Optimism: Not Half Empty; Perhaps Half Full, But Certainly In The Process Of Being Filled
A number of people have said I’ve demonstrated considerable resilience both in my personal and professional life. When I was delving into resilience as part of my work I was bemused by how fundamental optimism is to having and developing resilience. This baffled me because I’d never considered myself an optimist (in fact a close friend called me a catastrophist and some have referred to me as a pessimist).

Then I realised I’d been limiting the scope of optimism to “being positive about the present”, which brought back memories of well-intentioned comments like, “stay positive” “chin-up” “smile” and my favourite, “just don’t think about it, think about something else”. None of these sat well with me. 

What optimism really means

It helped to learn that optimism is defined as “hopefulness and confidence about the future or the success of something.” This definition resonates with me far more than the notion of “being positive” because it clarifies that it is not about pretending the present is okay or easy, but rather believing that it will be okay in the future, or taking the view that success has been achieved, albeit perhaps in a different form than you’d initially intended.
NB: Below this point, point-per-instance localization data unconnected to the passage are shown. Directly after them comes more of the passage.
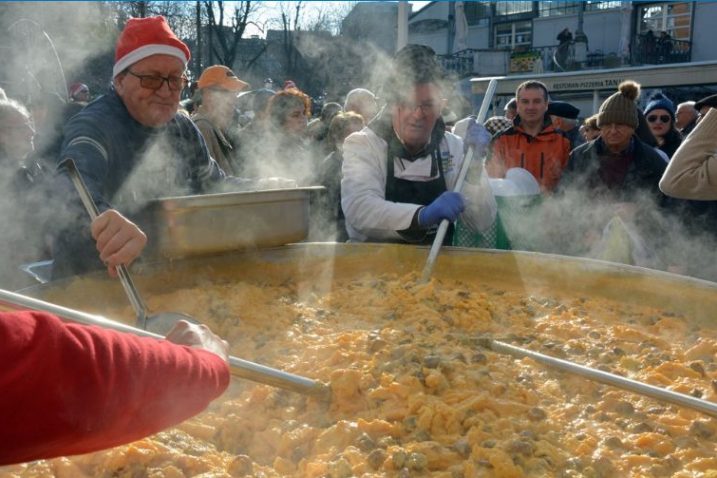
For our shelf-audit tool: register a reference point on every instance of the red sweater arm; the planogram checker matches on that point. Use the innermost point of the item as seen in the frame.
(70, 389)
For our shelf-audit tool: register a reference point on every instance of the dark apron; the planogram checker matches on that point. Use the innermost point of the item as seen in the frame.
(419, 192)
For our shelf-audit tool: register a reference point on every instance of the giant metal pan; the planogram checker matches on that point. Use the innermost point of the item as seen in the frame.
(319, 263)
(188, 226)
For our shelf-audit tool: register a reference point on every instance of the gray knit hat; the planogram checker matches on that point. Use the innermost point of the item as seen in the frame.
(621, 107)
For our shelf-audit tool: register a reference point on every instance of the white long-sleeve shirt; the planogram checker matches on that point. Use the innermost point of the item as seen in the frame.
(370, 217)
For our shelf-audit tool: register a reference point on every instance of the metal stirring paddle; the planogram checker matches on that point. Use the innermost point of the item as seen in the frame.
(160, 323)
(239, 367)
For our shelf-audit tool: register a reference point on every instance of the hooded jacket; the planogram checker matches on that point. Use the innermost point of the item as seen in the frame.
(544, 155)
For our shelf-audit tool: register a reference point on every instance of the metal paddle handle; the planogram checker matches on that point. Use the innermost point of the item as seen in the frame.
(445, 223)
(239, 367)
(658, 393)
(135, 299)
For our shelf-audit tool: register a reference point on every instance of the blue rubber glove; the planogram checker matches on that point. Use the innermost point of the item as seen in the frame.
(447, 206)
(478, 137)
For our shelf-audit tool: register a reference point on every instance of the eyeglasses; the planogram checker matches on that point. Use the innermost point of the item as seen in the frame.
(663, 118)
(155, 82)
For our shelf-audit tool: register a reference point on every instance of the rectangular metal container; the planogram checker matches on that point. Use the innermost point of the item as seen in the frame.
(215, 223)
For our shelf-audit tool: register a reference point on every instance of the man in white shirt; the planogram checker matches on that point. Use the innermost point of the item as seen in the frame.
(399, 172)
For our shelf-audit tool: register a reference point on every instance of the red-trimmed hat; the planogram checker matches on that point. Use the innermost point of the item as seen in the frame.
(143, 37)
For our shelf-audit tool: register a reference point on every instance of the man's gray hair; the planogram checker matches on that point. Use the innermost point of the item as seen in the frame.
(357, 96)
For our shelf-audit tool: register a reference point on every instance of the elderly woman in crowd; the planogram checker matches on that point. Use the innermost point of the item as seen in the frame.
(22, 193)
(590, 129)
(660, 116)
(342, 125)
(284, 148)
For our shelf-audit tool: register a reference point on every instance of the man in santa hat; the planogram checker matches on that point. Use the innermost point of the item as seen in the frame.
(130, 146)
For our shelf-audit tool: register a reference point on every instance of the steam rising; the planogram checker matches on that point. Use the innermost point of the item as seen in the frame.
(569, 224)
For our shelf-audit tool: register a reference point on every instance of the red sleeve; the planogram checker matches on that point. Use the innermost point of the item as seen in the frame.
(67, 389)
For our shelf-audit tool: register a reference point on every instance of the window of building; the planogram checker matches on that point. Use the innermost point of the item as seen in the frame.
(430, 25)
(511, 35)
(510, 8)
(555, 9)
(673, 18)
(477, 13)
(594, 5)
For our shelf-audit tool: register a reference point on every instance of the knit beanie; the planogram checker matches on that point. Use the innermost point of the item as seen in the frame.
(620, 108)
(143, 37)
(660, 102)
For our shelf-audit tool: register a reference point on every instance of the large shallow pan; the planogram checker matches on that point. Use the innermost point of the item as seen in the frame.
(188, 226)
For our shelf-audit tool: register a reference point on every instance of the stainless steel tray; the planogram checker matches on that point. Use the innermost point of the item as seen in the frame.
(188, 226)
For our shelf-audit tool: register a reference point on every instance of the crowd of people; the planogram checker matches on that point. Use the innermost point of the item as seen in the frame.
(389, 164)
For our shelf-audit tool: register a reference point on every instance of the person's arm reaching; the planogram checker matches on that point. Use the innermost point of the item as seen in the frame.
(119, 241)
(70, 389)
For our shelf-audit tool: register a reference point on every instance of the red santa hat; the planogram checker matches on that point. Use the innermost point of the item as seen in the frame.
(143, 37)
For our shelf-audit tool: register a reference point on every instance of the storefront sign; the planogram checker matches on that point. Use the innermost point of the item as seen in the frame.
(592, 84)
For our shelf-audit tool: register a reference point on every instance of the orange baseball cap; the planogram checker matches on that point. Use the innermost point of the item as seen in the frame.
(219, 76)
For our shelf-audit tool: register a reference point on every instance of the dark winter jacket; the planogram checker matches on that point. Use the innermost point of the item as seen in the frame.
(124, 165)
(588, 164)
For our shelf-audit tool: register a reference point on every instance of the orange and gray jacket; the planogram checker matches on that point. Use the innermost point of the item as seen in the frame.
(544, 155)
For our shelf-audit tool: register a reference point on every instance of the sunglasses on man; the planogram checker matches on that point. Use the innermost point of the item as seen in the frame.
(663, 118)
(155, 82)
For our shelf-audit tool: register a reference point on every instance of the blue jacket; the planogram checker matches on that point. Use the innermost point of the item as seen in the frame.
(124, 165)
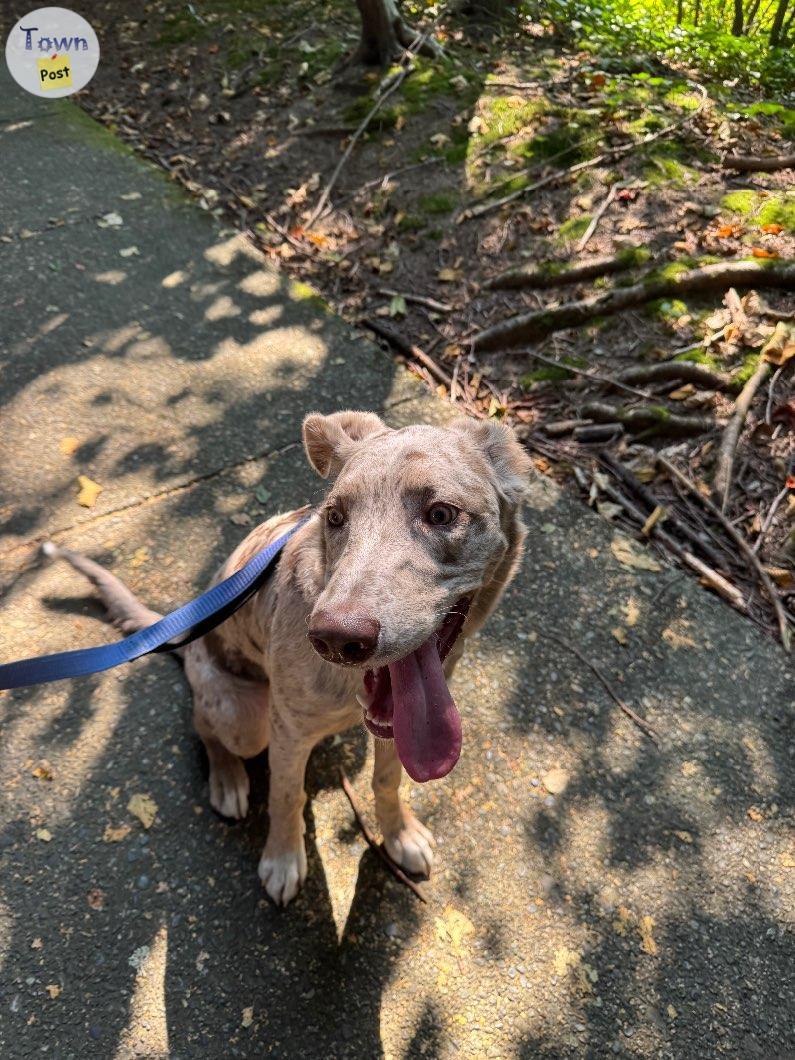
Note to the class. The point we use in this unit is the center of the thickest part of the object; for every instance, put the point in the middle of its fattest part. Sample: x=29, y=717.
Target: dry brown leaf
x=89, y=491
x=144, y=808
x=630, y=554
x=116, y=834
x=454, y=928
This, I realised, is consistent with how I have approached many situations in my life. 

  •  Optimism is not denying reality, but instead, accepting it for what it is and planning how to navigate it.
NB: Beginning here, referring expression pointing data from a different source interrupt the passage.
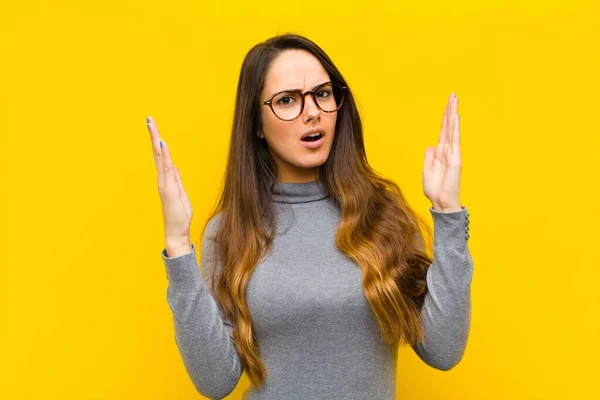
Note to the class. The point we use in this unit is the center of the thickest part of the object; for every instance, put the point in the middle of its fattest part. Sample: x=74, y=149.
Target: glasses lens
x=329, y=97
x=287, y=105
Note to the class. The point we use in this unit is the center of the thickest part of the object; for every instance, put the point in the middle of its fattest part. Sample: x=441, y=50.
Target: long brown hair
x=378, y=229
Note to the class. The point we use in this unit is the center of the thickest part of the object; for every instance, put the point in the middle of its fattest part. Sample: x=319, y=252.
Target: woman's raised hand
x=176, y=207
x=443, y=163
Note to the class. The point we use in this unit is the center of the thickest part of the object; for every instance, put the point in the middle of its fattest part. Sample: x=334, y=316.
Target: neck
x=299, y=192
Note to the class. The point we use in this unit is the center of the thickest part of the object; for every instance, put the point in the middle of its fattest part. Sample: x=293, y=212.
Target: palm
x=441, y=171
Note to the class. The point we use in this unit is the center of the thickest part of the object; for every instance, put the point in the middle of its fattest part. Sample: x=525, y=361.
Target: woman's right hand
x=176, y=207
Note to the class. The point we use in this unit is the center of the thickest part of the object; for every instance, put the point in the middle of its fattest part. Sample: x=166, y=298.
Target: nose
x=311, y=110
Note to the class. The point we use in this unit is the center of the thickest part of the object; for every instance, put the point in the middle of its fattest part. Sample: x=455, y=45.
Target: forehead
x=294, y=69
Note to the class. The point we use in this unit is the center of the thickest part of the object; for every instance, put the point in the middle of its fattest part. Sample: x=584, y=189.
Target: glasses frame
x=302, y=96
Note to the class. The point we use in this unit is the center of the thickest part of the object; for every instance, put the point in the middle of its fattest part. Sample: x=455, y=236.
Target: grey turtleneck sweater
x=315, y=328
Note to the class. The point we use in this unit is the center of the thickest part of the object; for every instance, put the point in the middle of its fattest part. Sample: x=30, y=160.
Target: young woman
x=315, y=267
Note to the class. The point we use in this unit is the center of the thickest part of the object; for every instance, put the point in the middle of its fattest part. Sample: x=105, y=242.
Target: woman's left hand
x=441, y=172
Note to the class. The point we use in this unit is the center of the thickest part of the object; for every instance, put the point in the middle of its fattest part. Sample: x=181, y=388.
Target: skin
x=443, y=163
x=296, y=69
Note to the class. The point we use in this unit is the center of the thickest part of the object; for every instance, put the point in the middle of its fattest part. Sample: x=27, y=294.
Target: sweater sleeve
x=447, y=307
x=203, y=335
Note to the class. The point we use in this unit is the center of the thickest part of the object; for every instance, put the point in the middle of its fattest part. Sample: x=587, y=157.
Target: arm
x=447, y=307
x=202, y=334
  • Optimism is finding success in a situation whether learning through failure or coming to a just result. 

  • Most importantly, optimism is truly believing that I can overcome hardships. 
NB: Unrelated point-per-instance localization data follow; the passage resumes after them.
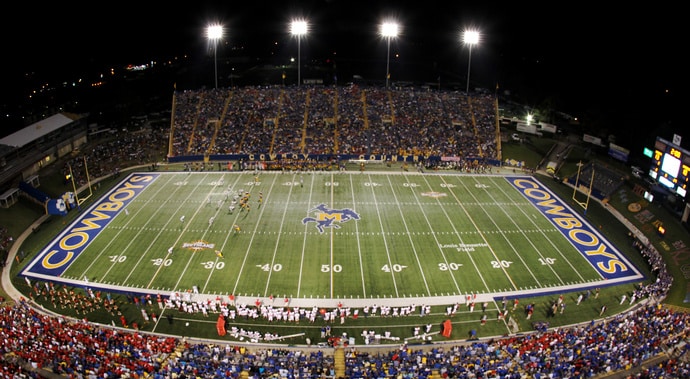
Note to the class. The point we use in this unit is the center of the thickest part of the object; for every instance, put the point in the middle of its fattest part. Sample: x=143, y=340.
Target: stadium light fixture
x=389, y=30
x=299, y=28
x=470, y=37
x=215, y=33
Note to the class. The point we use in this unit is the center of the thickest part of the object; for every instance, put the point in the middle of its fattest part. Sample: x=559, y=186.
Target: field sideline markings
x=507, y=240
x=280, y=228
x=359, y=246
x=543, y=233
x=153, y=277
x=227, y=232
x=385, y=240
x=111, y=241
x=479, y=232
x=304, y=239
x=421, y=208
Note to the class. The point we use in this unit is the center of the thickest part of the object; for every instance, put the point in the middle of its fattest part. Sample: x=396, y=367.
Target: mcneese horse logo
x=325, y=217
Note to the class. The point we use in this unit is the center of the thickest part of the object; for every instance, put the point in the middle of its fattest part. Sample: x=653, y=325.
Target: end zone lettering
x=596, y=249
x=56, y=257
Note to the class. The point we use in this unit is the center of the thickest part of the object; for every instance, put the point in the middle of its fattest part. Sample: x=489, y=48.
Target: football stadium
x=328, y=232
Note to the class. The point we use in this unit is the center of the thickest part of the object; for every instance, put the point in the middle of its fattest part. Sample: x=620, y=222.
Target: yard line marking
x=359, y=245
x=249, y=247
x=304, y=240
x=409, y=234
x=479, y=232
x=280, y=229
x=503, y=234
x=385, y=241
x=112, y=240
x=227, y=235
x=457, y=233
x=542, y=232
x=332, y=235
x=205, y=232
x=181, y=203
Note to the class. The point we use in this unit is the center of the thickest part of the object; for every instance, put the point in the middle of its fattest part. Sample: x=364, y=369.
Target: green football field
x=324, y=237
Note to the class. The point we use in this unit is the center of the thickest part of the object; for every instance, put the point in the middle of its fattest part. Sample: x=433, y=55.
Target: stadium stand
x=646, y=342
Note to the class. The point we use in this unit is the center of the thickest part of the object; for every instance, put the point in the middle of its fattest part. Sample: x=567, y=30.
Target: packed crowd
x=271, y=121
x=334, y=120
x=32, y=341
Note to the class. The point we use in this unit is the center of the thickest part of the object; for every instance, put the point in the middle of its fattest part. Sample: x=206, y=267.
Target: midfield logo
x=325, y=217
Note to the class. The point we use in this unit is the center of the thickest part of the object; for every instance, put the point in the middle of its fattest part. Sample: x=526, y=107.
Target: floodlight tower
x=389, y=30
x=470, y=38
x=215, y=33
x=298, y=28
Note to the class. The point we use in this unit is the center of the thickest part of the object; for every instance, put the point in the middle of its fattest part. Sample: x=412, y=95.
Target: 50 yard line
x=332, y=235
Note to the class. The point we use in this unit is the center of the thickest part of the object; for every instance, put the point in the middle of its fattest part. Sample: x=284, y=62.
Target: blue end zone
x=603, y=256
x=56, y=257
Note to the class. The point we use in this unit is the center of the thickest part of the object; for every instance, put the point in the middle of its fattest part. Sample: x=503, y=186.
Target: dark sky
x=625, y=59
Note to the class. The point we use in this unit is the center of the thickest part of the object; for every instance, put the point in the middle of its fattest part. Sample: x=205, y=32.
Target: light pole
x=389, y=30
x=214, y=33
x=470, y=38
x=298, y=28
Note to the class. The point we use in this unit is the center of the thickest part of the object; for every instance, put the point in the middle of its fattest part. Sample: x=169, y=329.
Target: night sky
x=623, y=65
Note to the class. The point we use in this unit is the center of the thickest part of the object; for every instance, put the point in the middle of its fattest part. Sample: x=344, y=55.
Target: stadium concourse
x=646, y=342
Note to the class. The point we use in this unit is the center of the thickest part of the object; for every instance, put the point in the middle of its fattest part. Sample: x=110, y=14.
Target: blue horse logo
x=325, y=217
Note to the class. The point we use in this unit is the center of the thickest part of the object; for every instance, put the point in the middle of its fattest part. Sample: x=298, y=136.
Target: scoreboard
x=670, y=166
The belief that our hardships and setbacks are temporary is key to building and developing resilience. 

Many others must also be limiting their understanding of optimism because I stumbled across this very issue being discussed by Simon Sinek. https://youtu.be/roDLXM70du0 and I wondered:

  • How might we be able to help cultivate optimism in others, particularly lawyers who are trained to identify risk, and who, like me, might not always be described as being overly positive?

  • How might optimism be used to combat feelings of helplessness and unfairness during the pandemic?

3 helpful tips for optimising optimism 

1. Realistic characterisation of the situation: Notice if you have a tendency to expect the worst outcomes or bury your head in the sand or deny reality (really listen to what you say to yourself and others when you are in the thick of it). Assess whether this tendency is really helping you or others and see if you can devise a more realistic characterisation of the current situation. 

For example: “I am really angry about getting a pay cut, it doesn’t seem fair to me because I’m working as hard as ever. I need to think about what I can do or what I might be able to ask for to make this more acceptable both now and in the long run.”

Or, in the context of managing a team through a difficult deadline: “Meeting this deadline is really tough right now but we are very likely to get through the work if we are efficient and limit our scope to a high-level report of critical issues.” 

 2. Optimistic mantra: When leading a team through a difficult period remember that emotions are contagious. Your optimism, or pessimism, has the power to spread. There are many tactics for developing optimism, one being the use of an optimistic mantra. 

Identify a phrase or some language to call on that is meaningful and authentically expresses how you feel when you are hopeful about an outcome. The phrase that resonates with me is, “This too shall pass.” I would much rather speak those words while struggling through something than gritting my teeth and faking, “I love this.” For me, “This too shall pass” works because I am usually simultaneously working on a strategy to navigate the situation. The key is to find something that works for you and feels genuine.  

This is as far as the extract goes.